Wednesday, December 31, 2014

Econometricians' Debt to Alan Turing

The other day, Carol and I went with friends to see the movie, The Imitation Game. I definitely recommend it.

I was previously aware of many of Alan Turing's contributions, especially in relation to the Turing Machine, cryptography, computing, and artificial intelligence. However, I hadn't realized the extent of Turing's use of, and contributions to, a range of important statistical tools. Some of these tools have a direct bearing on Econometrics.

For example:
  • (HT to Lief Bluck for this one.) In 1935, at the tender age of 22, Turing was appointed a Fellow at King's College, Cambridge, on the basis of his 1934 (undergraduate) thesis in which he proved the Central Limit Theorem. More specifically, he derived a proof of what we now call the Lindeberg-Lévy Central Limit Theorem.  He was not aware of Lindeberg's earlier work (1920-1922) on this problem. Lindeberg, in turn, was unaware of Lyapunov's earlier results. (Hint: there was no internet back then!). How many times has your econometrics instructor waved her/his arms and muttered ".......as a result of the central limit theorem....."?
  • In 1939, Turing developed what Wald and his collaborators would later call "sequential analysis". Yes, that's Abraham Wald who's associated with the Wald tests that you use all of the time.Turing's wartime work on this subject remained classified until the 1980's. Wald's work became well-established in the literature by the late 1940's, and was included in the statistics courses that I took as a student in the 1960's. Did I mention that Wald's wartime associates included some familiar names from economics? Namely, Trygve Haavelmo, Harold Hotelling, Jacob Marschak, Milton Friedman, W. Allen Wallis, and Kenneth Arrow.
  • The mathematician/statistician I. J. ("Jack") Good was a member of Turing's team at Bletchley Park that cracked the Enigma code. Good was hugely influential in the development of modern Bayesian methods, many of which have found their way into econometrics. He described the use of Bayesian inference in the Enigma project in his "conversation" with Banks (1996). (This work also gave us the Good-Turing estimator - e.g., see Good, 1953.)
  • Turing (1948) devised the LU ("Lower and Upper") Decomposition that is widely used for matrix inversion and for solving systems of linear equations. Just think how many times you invert matrices when you're doing your econometrics, and how important it is that the calculations are both fast and accurate!
Added, 20 February, 2015: I have recently become aware of Good (1979)

References

Banks, D. L., 1996. A conversation with I. J. Good. Statistical Science, 11, 1-19.

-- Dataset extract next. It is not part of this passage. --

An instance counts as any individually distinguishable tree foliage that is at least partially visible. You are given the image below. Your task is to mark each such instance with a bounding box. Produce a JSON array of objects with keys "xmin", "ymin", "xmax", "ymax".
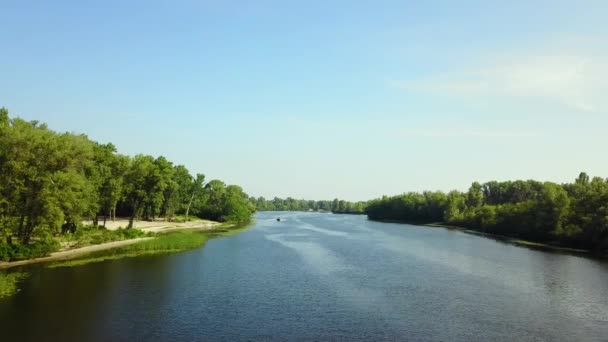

Good, I. J., 1953.The population frequencies of species and the estimation of population parameters. Biometrika, 40, 237-264.

Good, I. J., 1979. A. M. Turing's statistical work in World War II. Biometrika, 66, 393-396.

Turing, A. M., 1948. Rounding-off errors in matrix processes. Quarterly Journal of Mechanics and Applied Mathematics, 1, 287-308.


© 2014, David E. Giles

Monday, December 29, 2014

Multivariate Medians

I'll bet that in the very first "descriptive statistics" course you ever took, you learned about measures of "central tendency" for samples or populations, and these measures included the median. You no doubt learned that one useful feature of the median is that, unlike the (arithmetic, geometric, harmonic) mean, it is relatively "robust" to outliers in the data.

(You probably weren't told that J. M. Keynes provided the first modern treatment of the relationship between the median and the minimization of the sum of absolute deviations. See Keynes (1911) - this paper was based on his thesis work of 1907 and 1908. See this earlier post for more details.)

At some later stage you would have encountered the arithmetic mean again, in the context of multivariate data. Think of the mean vector, for instance.

However, unless you took a stats. course in Multivariate Analysis, most of you probably didn't get to meet the median in a multivariate setting. Did you ever wonder why not?

One reason may have been that while the concept of the mean generalizes very simply from the scalar case to the multivariate case, the same is not true for the humble median. Indeed, there isn't even a single, universally accepted definition of the median for a set of multivariate data!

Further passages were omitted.